# Off-Topic Discussion > Artists' Corner >  >  my rap made up on the spot

## Nebulae

i am writing this song as i go along want to kill this pain shove my body down a drain wait for it to rain shove it under again in vain killing it before i go fucking insane my brain makes me burn just as i were to learn how to love myself and life it causes me strife..changes joy and love to despair im a brat when i say its unfair do i dare to admit im scared...
better stop or my boss will chop me into little bits...she told me not to cry because everyone suffers in life, on a daily basis, she said i might as well face it..life is a struggle..each day beings new trouble...but even feeling like shit i want to hit her and tell her its bullshit. she tells me the pain never goes away no point trying to stray might as well face the music and realise i will live with this every day hip hip hooray i might as well choke myself and pretend i slipped and fell

the end my friend

----------


## Rakkantekimusouka

Wow, that's awesome!
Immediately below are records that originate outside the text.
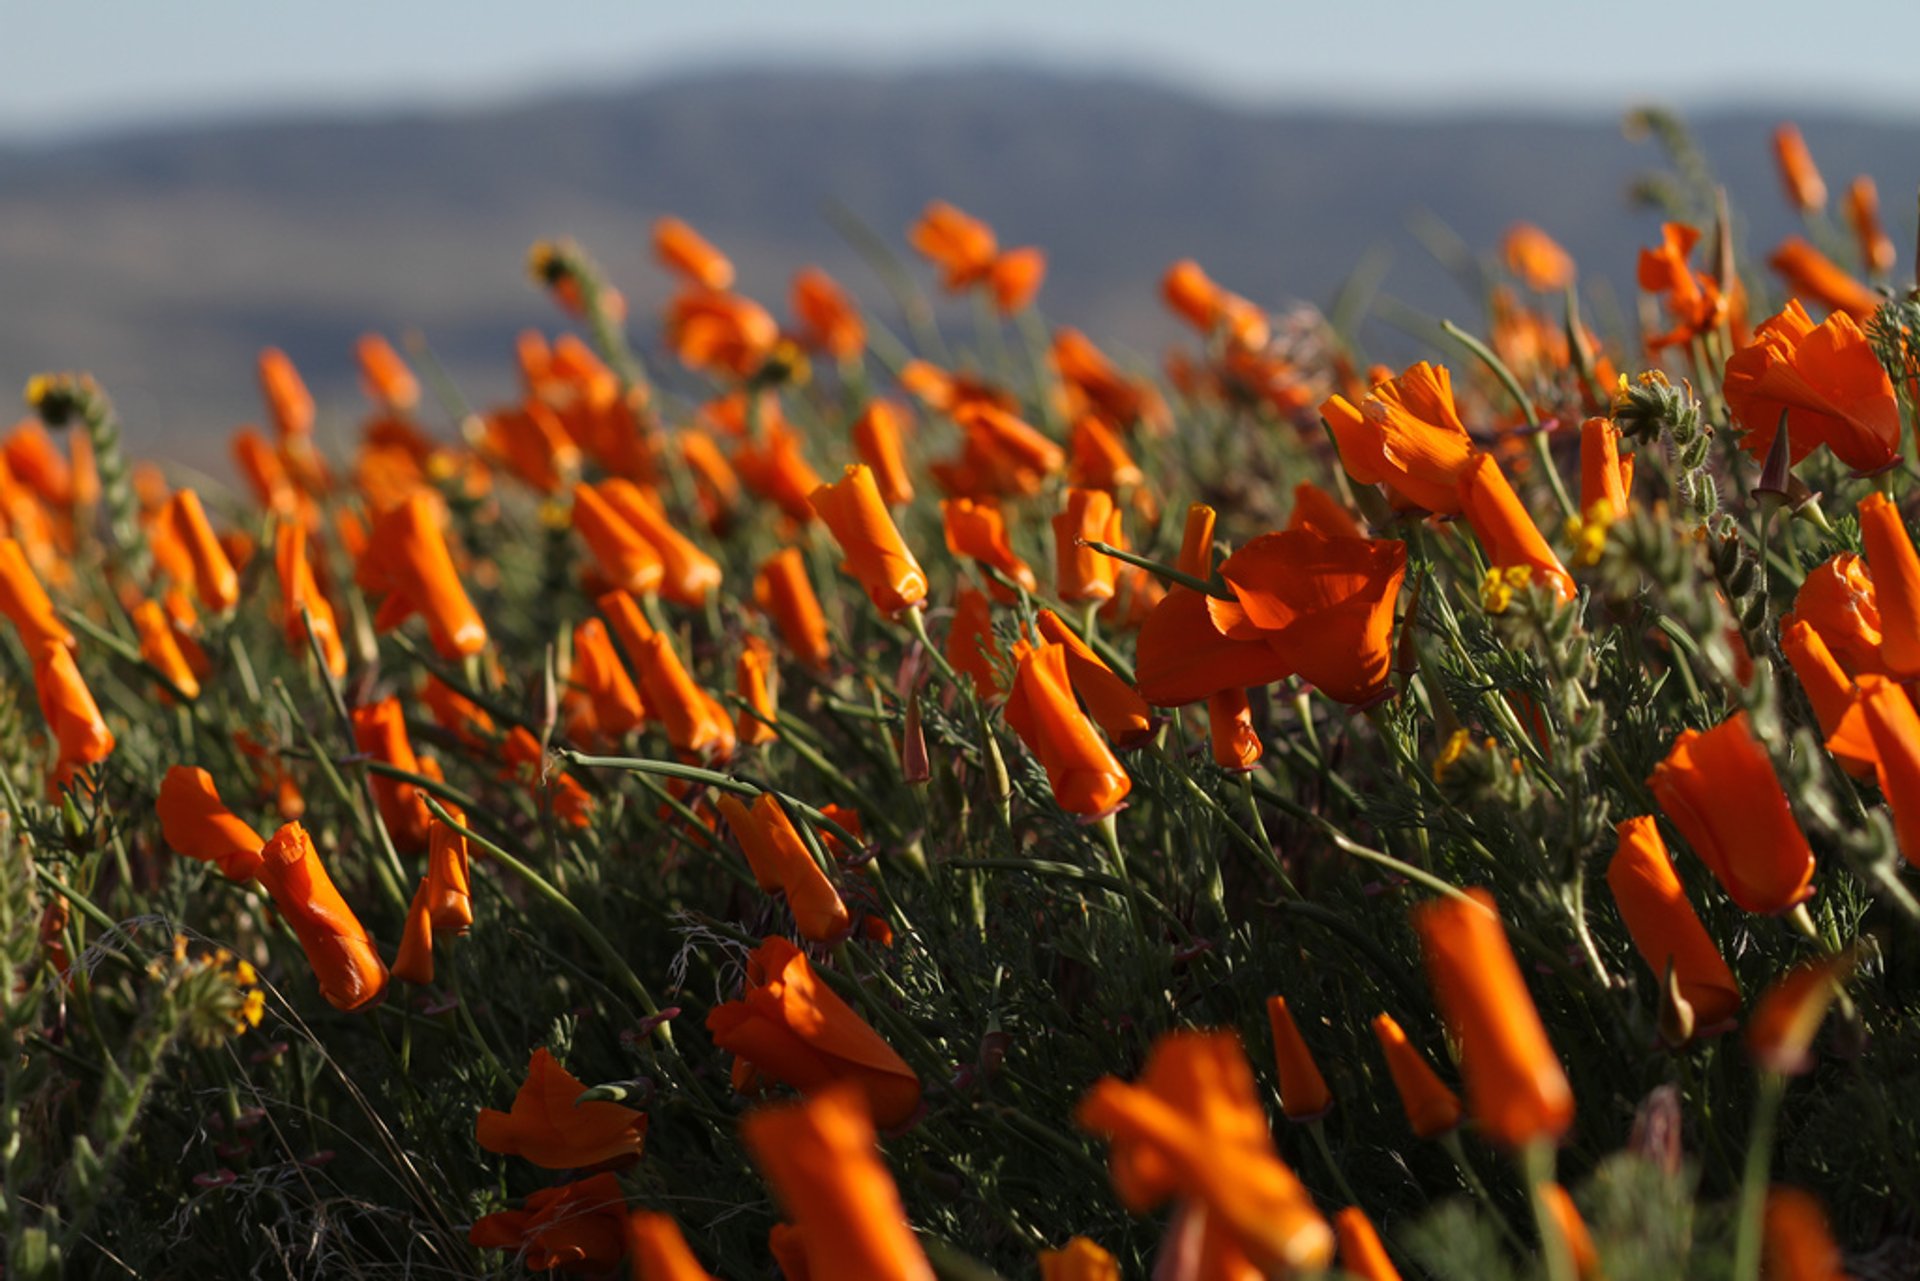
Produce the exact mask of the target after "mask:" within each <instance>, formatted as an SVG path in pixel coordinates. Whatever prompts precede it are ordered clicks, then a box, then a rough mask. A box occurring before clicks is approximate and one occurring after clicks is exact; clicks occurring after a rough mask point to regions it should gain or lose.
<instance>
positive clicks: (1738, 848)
mask: <svg viewBox="0 0 1920 1281" xmlns="http://www.w3.org/2000/svg"><path fill="white" fill-rule="evenodd" d="M1645 123H1647V125H1651V133H1653V136H1655V138H1657V140H1661V142H1663V144H1665V148H1667V156H1665V159H1663V161H1661V163H1665V165H1668V171H1665V173H1663V175H1661V179H1659V181H1657V182H1647V184H1645V188H1644V194H1645V198H1647V200H1655V202H1661V204H1663V207H1661V217H1663V225H1661V229H1659V234H1657V238H1649V242H1647V244H1645V248H1644V250H1642V252H1640V257H1638V261H1636V263H1632V267H1634V282H1636V284H1638V298H1630V300H1626V303H1628V305H1626V307H1624V309H1619V307H1617V309H1613V311H1611V313H1609V323H1601V321H1599V319H1596V317H1597V315H1599V311H1601V307H1596V305H1594V300H1592V296H1590V294H1588V292H1584V288H1582V275H1580V269H1582V267H1584V263H1576V261H1572V257H1571V255H1569V254H1567V252H1565V250H1561V248H1559V244H1555V240H1553V238H1551V229H1549V227H1548V229H1540V227H1530V225H1515V227H1513V229H1511V230H1509V232H1507V234H1505V238H1503V240H1501V242H1500V244H1490V246H1478V248H1480V250H1484V255H1482V257H1480V259H1478V261H1475V263H1467V267H1469V280H1467V284H1469V294H1467V296H1471V298H1473V300H1475V303H1473V305H1471V307H1467V309H1463V311H1461V313H1459V315H1455V317H1432V321H1434V323H1432V325H1430V326H1428V328H1430V334H1428V338H1430V342H1427V350H1425V351H1421V353H1419V359H1415V361H1411V363H1396V365H1394V367H1386V365H1380V363H1375V361H1373V357H1371V355H1369V351H1367V348H1365V346H1363V342H1361V338H1359V325H1361V321H1363V319H1365V313H1367V298H1365V290H1363V286H1361V282H1357V280H1356V286H1354V288H1352V292H1350V294H1342V298H1340V300H1338V302H1331V305H1329V307H1327V309H1325V311H1319V309H1313V307H1308V305H1294V307H1290V309H1283V311H1273V309H1269V305H1265V303H1263V302H1256V300H1250V298H1244V296H1240V294H1236V292H1235V290H1233V282H1231V280H1213V278H1212V277H1210V275H1208V271H1206V267H1204V265H1202V263H1196V261H1177V263H1173V265H1165V263H1140V265H1139V267H1140V290H1152V288H1156V273H1158V290H1160V296H1162V298H1164V302H1165V305H1167V309H1169V311H1171V313H1173V315H1175V317H1177V319H1179V321H1181V323H1185V326H1187V334H1188V336H1187V340H1185V342H1183V346H1179V348H1177V350H1173V351H1171V353H1167V355H1165V359H1164V363H1148V361H1144V359H1139V357H1137V355H1129V353H1121V351H1116V350H1110V348H1106V346H1102V338H1100V334H1098V332H1079V330H1075V328H1066V326H1056V325H1052V323H1048V321H1046V317H1044V303H1046V252H1044V246H1016V244H1004V242H1002V240H1000V236H998V234H996V230H995V229H993V227H989V225H987V223H985V221H981V219H979V217H973V215H970V213H968V211H964V209H958V207H954V205H950V204H945V202H941V200H931V204H927V207H925V213H924V215H922V217H920V219H918V221H916V223H914V225H912V227H906V229H899V227H893V229H872V230H870V232H864V234H862V236H860V250H862V254H864V255H866V261H868V267H870V269H872V271H870V278H862V280H835V278H831V277H828V275H826V273H822V271H818V269H814V267H804V265H795V267H797V271H795V275H793V284H791V296H789V298H787V300H781V303H780V305H778V307H770V305H766V303H762V302H756V300H753V298H747V296H745V294H741V292H735V278H733V277H735V273H733V265H732V263H730V259H728V255H726V246H714V244H708V240H707V238H703V234H701V232H699V230H697V229H695V227H689V225H685V223H682V221H678V219H660V221H659V223H657V225H653V227H651V229H647V227H639V229H636V236H649V234H651V246H653V252H655V255H657V259H659V261H660V265H662V267H666V269H668V271H670V273H672V278H674V282H676V286H674V290H672V292H662V294H660V296H641V292H639V290H636V288H634V286H632V282H620V280H611V278H607V277H605V275H603V273H601V269H599V267H597V265H595V261H593V257H591V248H593V246H582V244H574V242H570V240H553V242H541V244H538V246H534V248H532V254H530V259H528V267H530V284H532V288H538V290H541V292H545V294H547V296H549V298H551V302H553V321H551V325H549V326H547V328H543V330H538V332H526V334H522V336H520V340H518V344H516V348H515V350H503V351H501V353H499V361H501V363H503V365H511V367H515V369H516V373H518V396H516V398H515V399H513V401H511V403H499V405H486V403H472V401H468V399H467V394H465V392H463V388H461V386H455V382H453V380H449V376H447V375H445V373H444V371H442V367H440V363H438V361H436V359H434V351H432V338H434V336H432V332H426V334H386V336H382V334H369V336H367V338H363V340H361V344H359V348H357V351H355V355H357V361H359V369H361V376H363V386H365V403H357V405H353V403H315V398H313V396H311V394H309V392H307V386H305V382H303V378H301V373H300V369H298V367H296V363H294V361H292V359H290V357H288V355H286V353H282V351H280V350H276V348H275V346H273V344H275V342H276V336H275V334H271V332H263V334H259V344H261V348H263V351H261V357H259V369H257V378H259V388H261V411H263V415H261V426H240V428H238V430H234V432H232V451H230V455H232V472H230V476H223V478H200V476H186V474H182V472H180V471H177V469H169V467H167V465H165V461H163V459H136V457H131V455H129V451H127V447H125V446H123V440H121V423H119V417H117V413H115V407H113V399H111V392H113V388H109V386H102V384H100V382H96V380H94V378H92V376H90V375H88V373H84V371H46V373H40V375H36V376H33V378H31V380H29V382H27V386H25V407H23V417H21V419H19V423H17V424H15V426H12V428H10V430H8V432H6V434H4V440H0V446H4V447H0V530H4V538H0V613H4V616H6V626H4V628H0V805H4V812H0V1024H4V1033H6V1043H4V1047H0V1049H4V1060H0V1241H4V1260H6V1262H4V1269H0V1271H4V1275H6V1277H8V1279H10V1281H38V1279H44V1277H60V1275H73V1277H495V1275H499V1277H507V1275H526V1273H547V1271H563V1273H574V1275H588V1277H628V1275H630V1277H636V1279H639V1281H697V1279H703V1277H728V1279H747V1277H776V1275H778V1277H785V1279H787V1281H803V1279H812V1281H922V1279H929V1277H943V1279H952V1281H987V1279H991V1277H1004V1279H1008V1281H1016V1279H1021V1277H1043V1279H1044V1281H1108V1279H1116V1277H1156V1279H1158V1281H1213V1279H1221V1281H1254V1279H1258V1277H1319V1275H1325V1277H1359V1279H1365V1281H1386V1279H1392V1277H1409V1279H1411V1277H1440V1279H1457V1281H1503V1279H1521V1277H1542V1279H1548V1281H1576V1279H1578V1281H1588V1279H1597V1277H1611V1279H1615V1281H1628V1279H1659V1277H1672V1279H1680V1277H1726V1279H1732V1281H1753V1279H1755V1277H1774V1279H1782V1281H1816V1279H1818V1281H1828V1279H1836V1277H1845V1275H1851V1277H1860V1279H1874V1277H1914V1275H1920V1112H1908V1108H1907V1104H1910V1102H1914V1100H1916V1097H1920V899H1916V885H1920V878H1916V876H1914V870H1912V864H1920V713H1916V707H1914V701H1912V691H1914V682H1916V680H1920V553H1916V545H1914V540H1912V534H1910V526H1908V520H1910V517H1912V515H1914V511H1916V478H1920V451H1916V440H1914V430H1916V413H1920V290H1916V288H1914V286H1912V280H1914V263H1912V261H1910V259H1907V255H1905V254H1903V252H1901V250H1897V246H1895V244H1893V242H1891V240H1889V236H1887V234H1885V230H1884V229H1882V227H1884V223H1882V213H1880V202H1878V194H1876V190H1874V186H1872V182H1870V181H1868V179H1859V181H1855V182H1851V184H1849V186H1847V188H1845V190H1843V192H1841V190H1839V188H1836V190H1834V192H1830V190H1828V186H1826V181H1824V179H1822V175H1820V171H1818V165H1816V157H1814V156H1811V154H1809V150H1807V146H1805V144H1803V142H1801V136H1799V133H1797V131H1795V129H1791V127H1782V129H1780V131H1778V134H1776V136H1774V150H1776V157H1778V169H1780V179H1782V198H1784V200H1788V202H1789V204H1791V205H1793V207H1795V209H1797V211H1799V215H1801V219H1803V225H1805V229H1803V232H1801V234H1795V236H1791V238H1788V240H1786V242H1784V244H1745V240H1743V236H1741V234H1740V227H1741V223H1740V219H1738V213H1736V211H1734V209H1730V207H1728V202H1726V198H1724V194H1722V192H1720V190H1718V188H1716V186H1715V182H1713V179H1711V169H1709V167H1707V163H1705V159H1703V157H1699V156H1697V154H1695V152H1693V150H1692V144H1690V142H1688V136H1686V133H1684V129H1682V127H1680V125H1678V123H1676V121H1674V119H1670V117H1663V115H1651V117H1647V121H1645ZM1649 154H1651V152H1649ZM929 196H937V192H929ZM1903 198H1905V196H1903ZM1586 267H1594V269H1599V267H1601V265H1586ZM1607 267H1622V265H1619V263H1617V265H1607ZM856 298H862V300H866V302H864V303H860V302H856ZM877 300H885V302H883V303H881V302H877ZM935 302H939V305H935ZM1628 311H1632V315H1626V313H1628ZM1903 1100H1905V1102H1903Z"/></svg>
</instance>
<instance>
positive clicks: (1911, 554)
mask: <svg viewBox="0 0 1920 1281" xmlns="http://www.w3.org/2000/svg"><path fill="white" fill-rule="evenodd" d="M1859 515H1860V544H1862V545H1864V549H1866V567H1868V568H1870V570H1872V576H1874V578H1872V582H1874V601H1876V603H1878V607H1880V626H1882V640H1880V661H1882V665H1884V666H1885V670H1887V674H1889V676H1899V678H1901V680H1912V678H1914V676H1920V555H1916V553H1914V544H1912V538H1910V536H1908V534H1907V522H1905V520H1903V519H1901V509H1899V507H1895V505H1893V501H1891V499H1887V495H1885V494H1878V492H1876V494H1868V495H1866V497H1862V499H1860V507H1859Z"/></svg>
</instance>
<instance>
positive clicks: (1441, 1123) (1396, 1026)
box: [1373, 1014, 1461, 1139]
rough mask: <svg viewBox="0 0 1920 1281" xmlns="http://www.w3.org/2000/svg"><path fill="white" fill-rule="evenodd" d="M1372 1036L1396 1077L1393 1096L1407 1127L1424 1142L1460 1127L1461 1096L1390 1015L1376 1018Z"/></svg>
mask: <svg viewBox="0 0 1920 1281" xmlns="http://www.w3.org/2000/svg"><path fill="white" fill-rule="evenodd" d="M1373 1037H1375V1041H1379V1043H1380V1052H1382V1054H1386V1072H1388V1076H1392V1077H1394V1093H1398V1095H1400V1106H1402V1110H1404V1112H1405V1114H1407V1125H1411V1127H1413V1133H1415V1135H1419V1137H1421V1139H1432V1137H1436V1135H1444V1133H1446V1131H1450V1129H1453V1127H1455V1125H1459V1118H1461V1106H1459V1097H1457V1095H1455V1093H1453V1091H1452V1089H1448V1087H1446V1081H1442V1079H1440V1076H1438V1074H1436V1072H1434V1070H1432V1066H1430V1064H1428V1062H1427V1060H1425V1058H1423V1056H1421V1052H1419V1049H1417V1047H1415V1045H1413V1043H1411V1041H1407V1033H1405V1031H1402V1027H1400V1024H1398V1022H1394V1018H1392V1016H1388V1014H1375V1016H1373Z"/></svg>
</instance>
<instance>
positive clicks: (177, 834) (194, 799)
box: [154, 764, 267, 882]
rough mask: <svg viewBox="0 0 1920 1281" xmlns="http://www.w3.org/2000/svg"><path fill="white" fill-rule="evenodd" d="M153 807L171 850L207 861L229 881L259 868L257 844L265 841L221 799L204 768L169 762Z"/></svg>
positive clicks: (251, 876) (160, 831)
mask: <svg viewBox="0 0 1920 1281" xmlns="http://www.w3.org/2000/svg"><path fill="white" fill-rule="evenodd" d="M154 809H156V810H157V814H159V834H161V835H163V837H167V845H169V849H173V853H177V855H184V857H188V858H198V860H200V862H211V864H215V866H219V870H221V874H223V876H225V878H227V880H230V882H250V880H253V876H255V874H257V872H259V847H261V845H265V843H267V841H263V839H261V835H259V834H257V832H253V828H250V826H248V824H246V822H244V820H242V818H238V816H234V812H232V810H228V809H227V807H225V805H223V803H221V793H219V791H217V789H215V787H213V776H211V774H207V772H205V770H202V768H198V766H190V764H175V766H169V768H167V774H165V776H163V778H161V780H159V797H157V801H156V805H154Z"/></svg>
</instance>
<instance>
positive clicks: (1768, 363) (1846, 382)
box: [1724, 300, 1901, 472]
mask: <svg viewBox="0 0 1920 1281" xmlns="http://www.w3.org/2000/svg"><path fill="white" fill-rule="evenodd" d="M1724 392H1726V403H1728V407H1730V409H1732V411H1734V417H1736V419H1740V423H1741V428H1743V432H1741V438H1740V444H1741V447H1745V449H1747V453H1751V455H1753V457H1757V459H1764V457H1766V451H1768V449H1772V444H1774V432H1776V430H1778V428H1780V415H1782V413H1786V415H1788V444H1789V447H1791V451H1793V461H1795V463H1799V461H1801V459H1803V457H1807V455H1809V453H1812V451H1814V449H1818V447H1820V446H1826V447H1828V449H1832V451H1834V455H1836V457H1839V461H1843V463H1845V465H1847V467H1853V469H1855V471H1859V472H1874V471H1882V469H1884V467H1887V465H1891V463H1893V461H1895V459H1897V457H1899V451H1901V407H1899V401H1897V399H1895V396H1893V380H1891V378H1887V371H1885V369H1884V367H1882V365H1880V357H1876V355H1874V350H1872V346H1870V344H1868V342H1866V334H1862V332H1860V326H1859V325H1855V321H1853V317H1851V315H1847V313H1845V311H1836V313H1834V315H1830V317H1828V319H1826V321H1824V323H1820V325H1818V326H1816V325H1814V323H1812V319H1811V317H1809V315H1807V309H1805V307H1801V305H1799V300H1791V302H1788V305H1786V309H1784V311H1782V313H1780V315H1776V317H1770V319H1766V321H1763V323H1761V326H1759V330H1755V334H1753V344H1751V346H1745V348H1741V350H1740V351H1734V355H1732V357H1728V361H1726V386H1724Z"/></svg>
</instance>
You really have that rhythm going...write another one!

 :bravo:   ::goodjob2::

----------


## Joseph_Stalin

I am such a hater of rap (well not really, just this "gansta" and "hood" bullshit that is cranked out weekly and objectifies women lately), but I must say this is pretty well done.  :smiley:

----------


## nerve

> _Originally posted by Joseph_Stalin_
> *I am such a hater of rap (well not really, just this \"gansta\" and \"hood\" bullshit that is cranked out weekly and objectifies women lately)*



oh come on you know you love it.

TO THE WINDOW 


TO THE WALL

----------


## wasup

Yo yo yo, this is wasup and I like to drink from cups, my mind is a total blup and I'm in the fo shizzle, later later my nizzle.  Hanging in the dope drinking a shope and watching a soap.  I like weed and wearing a bead.  If you like to nead, talk to me...ad.  

I'm a sick rapper too.  Fo shizzle.

----------


## CarbonCopy

> _Originally posted by Paperdoll EP_
> *
> 
> oh come on you know you love it.
> 
> TO THE WINDOW *
> 
> 
> TO THE WALL*



SKEET SKEET SKEET!

Dave Chappelle's rendition of Lil' Jon is hilariousness to the max.

----------